Went for a holiday? Yeh having a great time in the kitchen :lol:
Thanks, kugan98
Selviem, good to see you in the forum.
I am sure you had a great time with your
brother's family.
Do try out the potato rice. It tastes better on keeping.
The rice has to absorb the gravy.
Thanks Selviem, come when ever you have the time.
Kugan98
Thanks Lakme, I am glad you liked the bittergourd kulambu.
It is good, that's how we make changes to recipes.
Recipes are only guidelines, we can minus or plus according to our wishes. I am really proud of you. Try out more recipes.
Take care, Kugan98
Dev :shock: you have already left for Kerala?
I thought you are only going on the 28th?

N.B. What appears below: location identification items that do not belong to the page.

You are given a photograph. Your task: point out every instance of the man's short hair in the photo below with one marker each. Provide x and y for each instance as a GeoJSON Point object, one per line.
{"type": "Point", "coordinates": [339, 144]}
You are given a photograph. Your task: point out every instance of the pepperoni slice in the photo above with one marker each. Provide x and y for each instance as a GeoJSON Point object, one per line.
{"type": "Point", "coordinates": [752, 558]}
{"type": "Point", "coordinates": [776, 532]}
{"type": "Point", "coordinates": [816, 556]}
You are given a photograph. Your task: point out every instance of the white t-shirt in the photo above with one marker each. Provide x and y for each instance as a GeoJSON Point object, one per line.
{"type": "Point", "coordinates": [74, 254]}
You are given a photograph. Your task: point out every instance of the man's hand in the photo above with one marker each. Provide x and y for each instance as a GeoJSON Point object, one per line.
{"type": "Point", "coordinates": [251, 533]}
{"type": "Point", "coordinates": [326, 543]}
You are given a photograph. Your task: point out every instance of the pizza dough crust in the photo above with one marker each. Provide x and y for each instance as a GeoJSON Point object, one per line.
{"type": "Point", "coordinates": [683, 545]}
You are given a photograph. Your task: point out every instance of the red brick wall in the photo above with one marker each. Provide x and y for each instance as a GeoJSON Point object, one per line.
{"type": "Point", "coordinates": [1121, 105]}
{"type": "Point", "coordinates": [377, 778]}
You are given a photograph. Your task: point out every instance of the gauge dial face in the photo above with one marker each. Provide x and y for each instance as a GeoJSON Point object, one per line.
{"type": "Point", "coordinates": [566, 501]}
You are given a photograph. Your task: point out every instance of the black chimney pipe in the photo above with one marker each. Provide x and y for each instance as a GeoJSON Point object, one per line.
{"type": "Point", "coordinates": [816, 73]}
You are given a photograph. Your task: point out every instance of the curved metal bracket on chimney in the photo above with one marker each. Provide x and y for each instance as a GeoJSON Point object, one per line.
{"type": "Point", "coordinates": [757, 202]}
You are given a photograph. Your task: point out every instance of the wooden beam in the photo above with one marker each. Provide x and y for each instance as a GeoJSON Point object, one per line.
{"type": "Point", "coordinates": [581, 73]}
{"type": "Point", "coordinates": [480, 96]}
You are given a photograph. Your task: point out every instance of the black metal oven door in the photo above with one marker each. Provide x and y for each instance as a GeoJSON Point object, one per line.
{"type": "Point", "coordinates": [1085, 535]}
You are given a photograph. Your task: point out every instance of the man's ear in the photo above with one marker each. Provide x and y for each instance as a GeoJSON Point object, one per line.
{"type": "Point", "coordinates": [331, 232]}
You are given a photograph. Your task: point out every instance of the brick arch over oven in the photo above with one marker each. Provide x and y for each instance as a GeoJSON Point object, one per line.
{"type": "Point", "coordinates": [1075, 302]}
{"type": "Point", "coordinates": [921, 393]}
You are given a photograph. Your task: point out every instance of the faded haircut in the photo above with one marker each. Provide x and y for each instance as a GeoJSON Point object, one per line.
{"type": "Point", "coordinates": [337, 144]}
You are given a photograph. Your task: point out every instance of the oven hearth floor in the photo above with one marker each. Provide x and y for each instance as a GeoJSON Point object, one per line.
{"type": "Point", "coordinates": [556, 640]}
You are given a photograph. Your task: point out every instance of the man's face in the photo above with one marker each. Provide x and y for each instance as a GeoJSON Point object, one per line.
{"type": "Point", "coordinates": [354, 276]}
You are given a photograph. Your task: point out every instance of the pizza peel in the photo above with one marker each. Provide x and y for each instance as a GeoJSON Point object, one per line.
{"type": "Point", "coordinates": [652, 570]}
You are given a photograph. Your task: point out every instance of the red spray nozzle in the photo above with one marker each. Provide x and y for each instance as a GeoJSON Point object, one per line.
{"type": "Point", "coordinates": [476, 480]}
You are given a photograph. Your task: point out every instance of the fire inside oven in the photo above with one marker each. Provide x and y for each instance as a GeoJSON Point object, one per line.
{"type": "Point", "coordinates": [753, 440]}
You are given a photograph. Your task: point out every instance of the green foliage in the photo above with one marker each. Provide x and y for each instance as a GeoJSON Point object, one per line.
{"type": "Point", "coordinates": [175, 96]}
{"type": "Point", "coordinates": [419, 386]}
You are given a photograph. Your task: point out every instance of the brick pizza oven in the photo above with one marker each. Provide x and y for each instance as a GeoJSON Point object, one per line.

One more pasta recipe is waiting for you :lol:
Have a great time Dev. Take care, Kugan98
K, veetil pasta week aagidicha!!!...:lol: all the pasta recipes look super... the lemon linguine recipe I saw was similar to the mushroom lemon linguine recipe ... will try it all one by one after the vac...
3 days stock market illai... so jollyaa ooru suththing with family... adhaan hub pakkam varalai...:)
Kugan,Quote:
Originally Posted by kugan98
Thanks for the suggestion..Yes my place is cool.. As per your Grandma's saying i kept little old batter and i mixed it with fresh batter.
Batter raised in the next day morning itself... Idli was not hard..but surface of the idli was not soft...May be i should have grind the rice til nice consistency... I think it was taken before that consistency...Is it correct?
Anyway :ty: very much....
Nov,Quote:
Originally Posted by NOV
Thank u very much for the Batter preparation recipe...surely i will try this and let u know how it came...
bkarthika, thanks for your nice post.
If you are living in Chennai and using a mixie, you will not have any problem. The heat from the mixie is good enough.
Try to grind the flour fine.
NOV anneh says mix all the rice and urad dal and grind.
In my house we will grind the urad dal till very fluffy.
Then the rice is ground seperately.
My grandma will use the old fashioned iddli cooker.
For that she will grind the urad dal very fluffy and the rice flour will be a little kora kora. That too in the aatu kal.
We will get big iddlis, not the small ones that we do in the non stick iddli thattu in stakes.
Well times have changed, I still treasure her old venggala
iddli paanai :(
I have also posted the kuli paniyara recipe for you.
Also a instant kuli paniyaram.
Take care and try out our NOV anneh's tips
Kugan98
From: KPR
To: kugan98
Posted: Sun Dec 26, 2010 11:40 pm
Subject: Hi Quote message
Can you kindly give me the recipe for vegetable kurma for kothu paratha in this link:
http://www.forumhub.com/hub/viewtopi...904a5cc9a70b94
Dear KPR, welcome to Kugan's Kitchen.
Thank you very much for posting for a request by pm.
Please feel free to post your requests in the forum.
I am sure many will benefit by your request.
I will post your request as soon as I can.
Thanks and take care, Kugan98
We also used to soak separately the dhall and rice some time ago, but not anymore.
If you remember in those days, when grinding in aattukal, they were always mixed. (Not to mention the extensive use of bare hands)
Try my method Karthika. You dont need to add anything else (like leftover batter, whole dried chilly, vendhayam, etc. Very sure method.